Balbi Valentina, Shearer Tom, Parnell William J
School of Mathematics, Statistics and Applied Mathematics, NUI Galway, University Road, Galway, Republic of Ireland.
School of Mathematics, University of Manchester, Oxford Road, Manchester M13 9PL, UK.

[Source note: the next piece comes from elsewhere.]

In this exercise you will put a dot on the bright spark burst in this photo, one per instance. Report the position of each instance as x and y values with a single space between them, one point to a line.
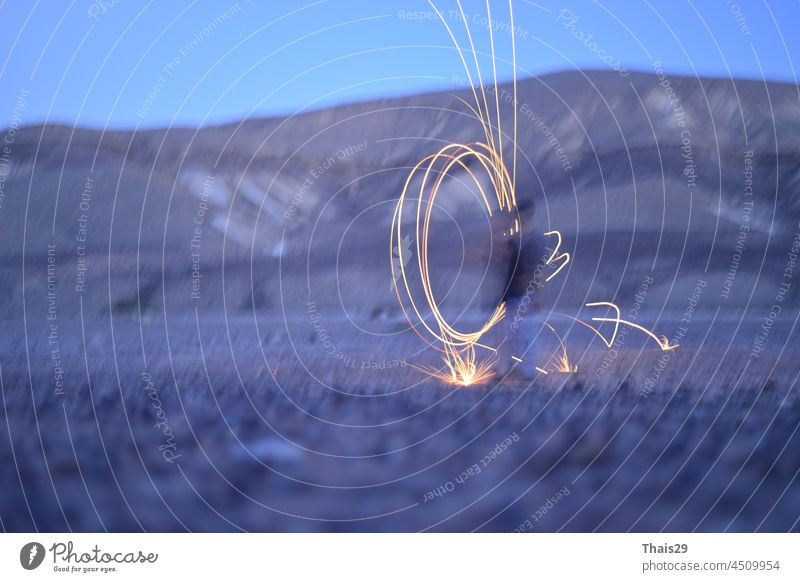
462 366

Proc Math Phys Eng Sci. 2018 Sep;474(2217):20180231. doi: 10.1098/rspa.2018.0231. Epub 2018 Sep 19.
The theory of quasi-linear viscoelasticity (QLV) is modified and developed for transversely isotropic (TI) materials under finite deformation. For the first time, distinct relaxation responses are incorporated into an integral formulation of nonlinear viscoelasticity, according to the physical mode of deformation. The theory is consistent with linear viscoelasticity in the small strain limit and makes use of relaxation functions that can be determined from small-strain experiments, given the time/deformation separability assumption. After considering the general constitutive form applicable to compressible materials, attention is restricted to incompressible media. This enables a compact form for the constitutive relation to be derived, which is used to illustrate the behaviour of the model under three key deformations: uniaxial extension, transverse shear and longitudinal shear. Finally, it is demonstrated that the Poynting effect is present in TI, neo-Hookean, modified QLV materials under transverse shear, in contrast to neo-Hookean materials subjected to the same deformation. Its presence is explained by the anisotropic relaxation response of the medium.
准线性粘弹性(QLV)理论针对有限变形下的横观各向同性(TI)材料进行了修正和拓展。首次根据变形的物理模式,将不同的松弛响应纳入非线性粘弹性的积分公式中。该理论在小应变极限下与线性粘弹性一致,并且在时间/变形可分离性假设下,利用可从小应变实验确定的松弛函数。在考虑了适用于可压缩材料的一般本构形式之后,注意力集中在不可压缩介质上。这使得能够推导出本构关系的紧凑形式,用于说明模型在三种关键变形下的行为:单轴拉伸、横向剪切和纵向剪切。最后,结果表明,与经历相同变形的新胡克材料相比,在横向剪切下,TI、新胡克、修正QLV材料中存在坡印廷效应。其存在是由介质的各向异性松弛响应所解释的。